[License-review] Submission of OSET Public License for Approval

Richard Fontana fontana at sharpeleven.org
Tue Sep 8 15:23:03 UTC 2015


My comment wasn't about license compatibility. Rather:

Clearly OSET favored some kind of copyleft license, and you've made a
few comments about the GPL that seem to imply (possibly reinforced by
the comments of the CAVO folks, unless this was in response to those
comments) that in this open source voting systems space there is a
background community preference for the GPL, maybe even specifically
GPLv3.

A main justification for having this alteration of MPL 2.0 seems to be
that the GPL license family would be inappropriate because it would
cause problems, possibly even contractually insurmountable ones, in
procurement.

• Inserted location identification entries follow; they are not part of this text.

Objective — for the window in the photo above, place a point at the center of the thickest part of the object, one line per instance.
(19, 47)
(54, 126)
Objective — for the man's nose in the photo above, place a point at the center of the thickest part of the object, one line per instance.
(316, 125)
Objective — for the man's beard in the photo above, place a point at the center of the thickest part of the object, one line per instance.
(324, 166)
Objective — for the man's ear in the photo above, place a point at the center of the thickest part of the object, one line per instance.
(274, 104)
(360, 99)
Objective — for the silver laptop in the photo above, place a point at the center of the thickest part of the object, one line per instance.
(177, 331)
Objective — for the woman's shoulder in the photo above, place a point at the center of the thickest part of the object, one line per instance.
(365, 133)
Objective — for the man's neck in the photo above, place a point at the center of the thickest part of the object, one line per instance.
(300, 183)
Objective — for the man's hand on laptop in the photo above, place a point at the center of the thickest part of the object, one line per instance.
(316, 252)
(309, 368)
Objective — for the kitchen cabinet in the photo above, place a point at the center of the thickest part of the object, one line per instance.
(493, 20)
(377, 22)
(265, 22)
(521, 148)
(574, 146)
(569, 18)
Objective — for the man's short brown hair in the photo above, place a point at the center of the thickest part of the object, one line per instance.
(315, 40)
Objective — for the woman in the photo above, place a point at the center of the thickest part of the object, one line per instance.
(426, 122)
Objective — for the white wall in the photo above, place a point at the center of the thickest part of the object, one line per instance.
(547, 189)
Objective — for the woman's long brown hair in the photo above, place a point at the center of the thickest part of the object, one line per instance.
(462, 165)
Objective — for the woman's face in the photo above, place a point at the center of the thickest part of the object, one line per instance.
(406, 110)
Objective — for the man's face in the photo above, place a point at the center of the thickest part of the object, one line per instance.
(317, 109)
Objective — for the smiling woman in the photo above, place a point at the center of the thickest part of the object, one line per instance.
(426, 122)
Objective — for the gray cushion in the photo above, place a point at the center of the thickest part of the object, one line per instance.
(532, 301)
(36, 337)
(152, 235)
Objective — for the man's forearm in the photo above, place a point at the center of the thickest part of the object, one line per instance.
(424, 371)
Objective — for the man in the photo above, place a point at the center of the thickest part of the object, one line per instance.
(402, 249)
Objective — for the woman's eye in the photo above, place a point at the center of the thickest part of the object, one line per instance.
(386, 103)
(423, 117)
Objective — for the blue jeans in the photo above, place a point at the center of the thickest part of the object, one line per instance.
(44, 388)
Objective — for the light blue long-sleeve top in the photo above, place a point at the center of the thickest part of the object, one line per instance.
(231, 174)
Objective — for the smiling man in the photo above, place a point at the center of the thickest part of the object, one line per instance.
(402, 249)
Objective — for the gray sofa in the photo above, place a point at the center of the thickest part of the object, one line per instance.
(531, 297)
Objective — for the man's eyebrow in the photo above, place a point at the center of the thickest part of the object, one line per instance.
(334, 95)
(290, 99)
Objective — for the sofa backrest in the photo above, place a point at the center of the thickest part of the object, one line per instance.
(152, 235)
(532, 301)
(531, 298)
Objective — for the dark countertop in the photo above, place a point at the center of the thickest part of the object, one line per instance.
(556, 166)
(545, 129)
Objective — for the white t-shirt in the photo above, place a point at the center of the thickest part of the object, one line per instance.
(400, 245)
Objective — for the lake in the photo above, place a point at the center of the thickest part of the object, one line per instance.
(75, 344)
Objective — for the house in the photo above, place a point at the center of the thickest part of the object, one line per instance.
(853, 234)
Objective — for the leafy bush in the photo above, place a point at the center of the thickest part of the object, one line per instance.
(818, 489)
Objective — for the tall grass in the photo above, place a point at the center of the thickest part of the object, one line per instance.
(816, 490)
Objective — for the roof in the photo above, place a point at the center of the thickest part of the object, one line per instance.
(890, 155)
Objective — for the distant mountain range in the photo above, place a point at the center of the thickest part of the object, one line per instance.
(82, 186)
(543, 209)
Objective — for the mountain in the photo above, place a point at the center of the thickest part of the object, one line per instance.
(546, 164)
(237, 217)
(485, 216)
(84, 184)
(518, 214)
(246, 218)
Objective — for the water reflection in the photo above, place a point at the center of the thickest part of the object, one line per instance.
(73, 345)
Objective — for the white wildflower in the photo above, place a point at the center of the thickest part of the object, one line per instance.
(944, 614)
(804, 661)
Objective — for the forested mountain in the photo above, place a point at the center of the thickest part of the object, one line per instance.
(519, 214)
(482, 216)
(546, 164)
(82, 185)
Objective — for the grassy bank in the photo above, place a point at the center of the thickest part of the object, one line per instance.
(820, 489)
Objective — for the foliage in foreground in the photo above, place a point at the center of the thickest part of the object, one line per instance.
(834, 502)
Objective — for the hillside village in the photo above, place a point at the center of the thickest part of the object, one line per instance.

So my point is that this seems to assume that the
products being offered for procurement contain no GPL-licensed code,
and perhaps only contain OSET-PL plus code under noncopyleft licenses.
If they do contain GPL-licensed code -- for example, let's say a
software stack that includes the Linux kernel -- you've eliminated any
benefit you otherwise might have gotten from the novel features of
this license. (Similarly, if your stack includes any MPL 2.0 code, you
are stuck with the limitations of MPL 2.0 relative to the changed
features in OSET-PL.) One or more of the people from CAVO seemed to be
making a similar point.

Thanks for the clarification about why MPL 2.0's 'Executable Forms'
provision is not sufficient for OSET's needs.

Richard



On Mon, Sep 07, 2015 at 05:34:06PM +0000, Meeker, Heather J. wrote:
> Re: Aren't you assuming that such an open source technology system will not contain any
> GPL-licensed software....
> 
> No, we are not at the point of making such assumptions.  We don't expect to limit this license to only one software package, so there are many possible configurations of software and attendant licenses.   If this is a licensing compatibility concern, the OSET license is no less compatible with other licenses that most copyleft licenses already approved, and more so than some approved licenses.  If this is a question of whether election procurement managers are likely to accept our license, then that is a different question.  (Please see my prior post on this point.)  
> 
> Re: One other question: MPL 2.0 allows using different terms for
> 'Executable .....
> 
> So does OSET (we use the same provision as MPL2 2.0), but we are assuming that provisioning election systems will include delivery of source code -- or at least, that we need to allow for that possibility. 
> 
> -----Original Message-----
> From: License-review [mailto:license-review-bounces at opensource.org] On Behalf Of Richard Fontana
> Sent: Sunday, September 06, 2015 11:03 AM
> To: License submissions for OSI review
> Subject: Re: [License-review] Submission of OSET Public License for Approval
> 
> On Tue, Sep 01, 2015 at 10:18:59PM +0000, Meeker, Heather J. wrote:
> > Our stakeholder community—elections administrators and officials—are very
> > receptive to acquiring open source software-based election and voting systems
> > provided the software (and related support and services) can be legally
> > acquired through their procurement process.  A primary ingredient of their
> > procurement process is terms and conditions of software licensing that meet
> > their regulatory requirements.
> > 
> > While governments already often acquire open source technology on an ad hoc
> > basis under existing licenses, they face more, and different, hurdles acquiring
> > open source election systems.  Open source software that is merely part of a
> > larger IT system is usually covered by two documents—the open source license,
> > and an overarching (and often superseding) procurement agreement that fits with
> > the applicable regulations.  Where an agency is acquiring an entire open source
> > technology system—especially technology to be used in public elections and
> > subject to competitive bidding—procurement regulations need to be handled
> > properly within the four corners of the open source license.  
> 
> I'm trying to understand this particular point. Aren't you assuming
> that such an open source technology system will not contain any
> GPL-licensed software, perhaps not any copyleft software (perhaps not
> any software under any other open source license -- in other words are
> you assuming that the 'technology system' will consist solely of
> software under the OSET-PL)? Because otherwise you have a
> mixed-license product where only some portion of the product is
> licensed in such a way as to meet your goals.
> 
> One other question: MPL 2.0 allows using different terms for
> 'Executable Forms', so presumably you could meet your objectives here
> by way of an appopriate non-open-source license for the Excecutable
> Form. Why is MPL 2.0 not suitable - is it because you expect to be
> distributing 'Source Code' (as defined in OSET-PL/MPL 2.0) in a
> procurement context, or is it because of some desire to be able to
> claim that the license used in the procurement context is open source?